Now by chance a pastor was going down that road, and when she saw him, she
passed by on the other side. So likewise a council president, when he came to
the place and saw him, passed by on the other side. But a person who was
traveling along the same road came near him, and when he saw him, he was moved
with pity. He went to him and bandaged his wounds. Then he took him in his own
vehicle, brought him to a hospital, and took care of him. The next day, he gave
the hospital his credit card, and said “Take care of him, and when I come back,
I will pay the rest of his bills.” Which of these, do you think, was a neighbor
to the man who fell into the hands of those who hurt him? He said, “The one who
showed him mercy.” Jesus said to him, “Go and do likewise.”
We’re down here
in this ditch, Lord, digging as fast as we can, because if we can bury the man
by the road, if we can hide the evidence, if we can ignore the truth, maybe you
won’t ask us what we’re doing here in this ditch. We talk about black lives
mattering, about blue lives mattering, but most of us just want to save our own skin. Most of us care only
so far as it is convenient. Most of us pay attention only so long as it
glitters. We look closely, too closely, we watch the videos, and then we pass
by on the other side. Again and again, we pass by on the other side.
When Jesus said
“go and do likewise,” he didn’t say for white people. He didn’t say for
straight people. He didn’t say for worthy people. He just said go and do
likewise. But we’re too busy justifying guns and violence. We’re too busy
trying to find a way to exonerate our complicity. We’re too busy looking up
criminal records that don’t exist. We’re too busy making ourselves look like
we’re doing the right thing – “Look busy, Jesus is coming,” that we’d rather
frantically dig graves in the ditch than heal the wounds. We yell at the
ground, from which our brothers and sisters’ blood is crying, telling it to
shut up so that we don’t have to listen.
But it cries
out, and you hear it. And when you ask us why our brothers and sisters’ blood
cries from the earth, that their lives matter, that their blood is on our
hands.
Where is the
good news? The good news is that we have not yet arrived at the end of the
story. The good news is that we are still here, still able to go and do
likewise, still able to love our neighbors as ourselves. It will not bring back
Alton Sterling or Philando Castille or the officers shot in Dallas or others
whose lives have been needlessly lost. But it will mean we can say to a four
year old little girl who witnessed the death of a good man in her life, “He
taught us to stand up for what is right. He taught us to stand up for justice.

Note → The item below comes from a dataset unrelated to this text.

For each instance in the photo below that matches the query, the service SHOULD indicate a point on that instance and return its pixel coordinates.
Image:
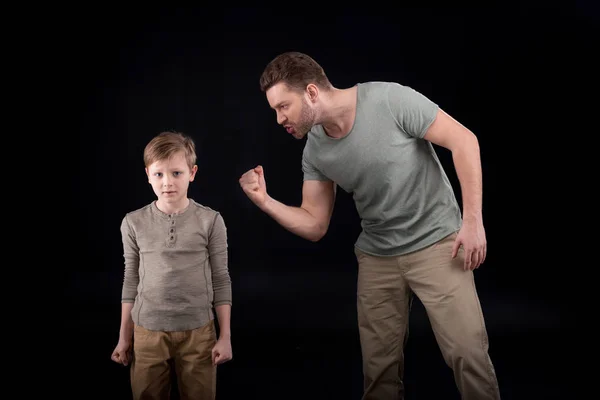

We’re sorry he died, and we’re sorry we left him by the side of the road.”
Dear brothers
and sisters, we are here in the ditch with the women and men who are shot, with
the women and men who are raped, with those who are the victims of hatred, of
fear, and of oppression. We are in the ditch with them because they are our
brothers and sisters. We are here because this is where Jesus shows up. We are
here because of the cross. We are here because Jesus promised us abundant life
and sent us into the world to make that abundant life possible for our
neighbors. God loves the world, and Jesus has conquered the world, and we have
been called to live in the world for the sake of our neighbors, to whom are to
show mercy: mercy without regard for skin color, mercy without regard for past
sins, mercy that knows only that the person in the ditch is our brother, is our
sister, is us, waiting for and dependent on the mercy of Christ.